Foto: REUTERS/Yonhap/Files

Pjöngjang/Seoul/Wien - Wenn der US-Flugzeugträger "George Washington" bei dem für Sonntag geplanten südkoreanisch-amerikanischen Manöver im Gelben Meer zu nahe an der Trennlinie zwischen den beiden verfeindeten koreanischen Staaten kreuzt, wird Pjöngjang dann Schießbefehl erteilen? Die Antwort der nordkoreanischen Quelle ist glasklar: "Technisch gesehen sind wir seit 1953 noch immer im Krieg. Die Situation ist sehr gefährlich, man will uns an den Rand des offenen Konfliktes bringen. Man wird abwarten müssen, ob geschossen wird oder nicht."
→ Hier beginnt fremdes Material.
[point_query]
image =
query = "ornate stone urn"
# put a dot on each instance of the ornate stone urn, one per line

Aus Nordkorea kommen fünf Tage nach dem schweren Artillerieangriff auf die südkoreanische Insel Yeonpueong mit mehreren Toten weiterhin martialische Töne. Dazu schuf Pjöngjang auch Fakten: Eine militärische Übung an der umstrittenen Seegrenze wurde abgehalten, hieß es aus dem Verteidigungsministerium in Seoul. "Wer gerne mit dem Feuer spielt, wird darin umkommen", drohte die Führung in Nordkorea.
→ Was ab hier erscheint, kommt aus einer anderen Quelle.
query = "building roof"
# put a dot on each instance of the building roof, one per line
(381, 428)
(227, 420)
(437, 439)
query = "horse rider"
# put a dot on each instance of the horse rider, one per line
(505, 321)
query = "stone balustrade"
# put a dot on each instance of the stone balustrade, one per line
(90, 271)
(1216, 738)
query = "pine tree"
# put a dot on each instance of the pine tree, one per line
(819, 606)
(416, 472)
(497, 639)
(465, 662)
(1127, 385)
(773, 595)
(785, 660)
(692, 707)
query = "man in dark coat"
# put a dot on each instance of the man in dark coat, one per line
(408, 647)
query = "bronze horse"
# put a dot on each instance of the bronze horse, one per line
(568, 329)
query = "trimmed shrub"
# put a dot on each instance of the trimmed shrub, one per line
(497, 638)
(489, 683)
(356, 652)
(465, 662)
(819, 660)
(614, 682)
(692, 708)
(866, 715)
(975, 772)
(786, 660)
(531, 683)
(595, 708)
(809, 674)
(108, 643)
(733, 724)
Die Mitteilung wurde kurz vor dem Besuch des US-Kommandanten in Südkorea, General Walter Sharp, auf Yeonpueong verbreitet. Der südkoreanische Präsident Lee Myung-bak ernannte unterdessen den früheren Generalstabschef Kim Kwan-jin zum neuen Verteidigungsminister. Der 61-Jährige gelte als "typischer Soldat", der sich durch starke Führungskraft auszeichne, sagte ein Sprecher Lees.

Feuer zu spät erwidert

Der bisherige Ressortchef Kim Tae-young war nach heftiger Kritik an der Reaktion Seouls auf den Beschuss zurückgetreten. Kritiker hatten erklärt, die kleine Insel mit ihren gut 1000 Einwohnern sei nicht auf den Angriff vorbereitet gewesen, und die südkoreanischen Streitkräfte hätten das Feuer zu spät erwidert.

Die USA versuchten inzwischen weiter, mithilfe Chinas die Situation zu entschärfen. Präsident Barack Obama werde in den kommenden Tagen ein Telefonat mit seinem chinesischen Kollegen Hu Jintao führen, hieß es in Washington. Peking machte am Freitag deutlich, dass im Mittelpunkt des Gesprächs die Wiederbelebung der auf Eis liegenden Sechs-Nationen-Gespräche über das nordkoreanische Atomprogramm stehen sollte.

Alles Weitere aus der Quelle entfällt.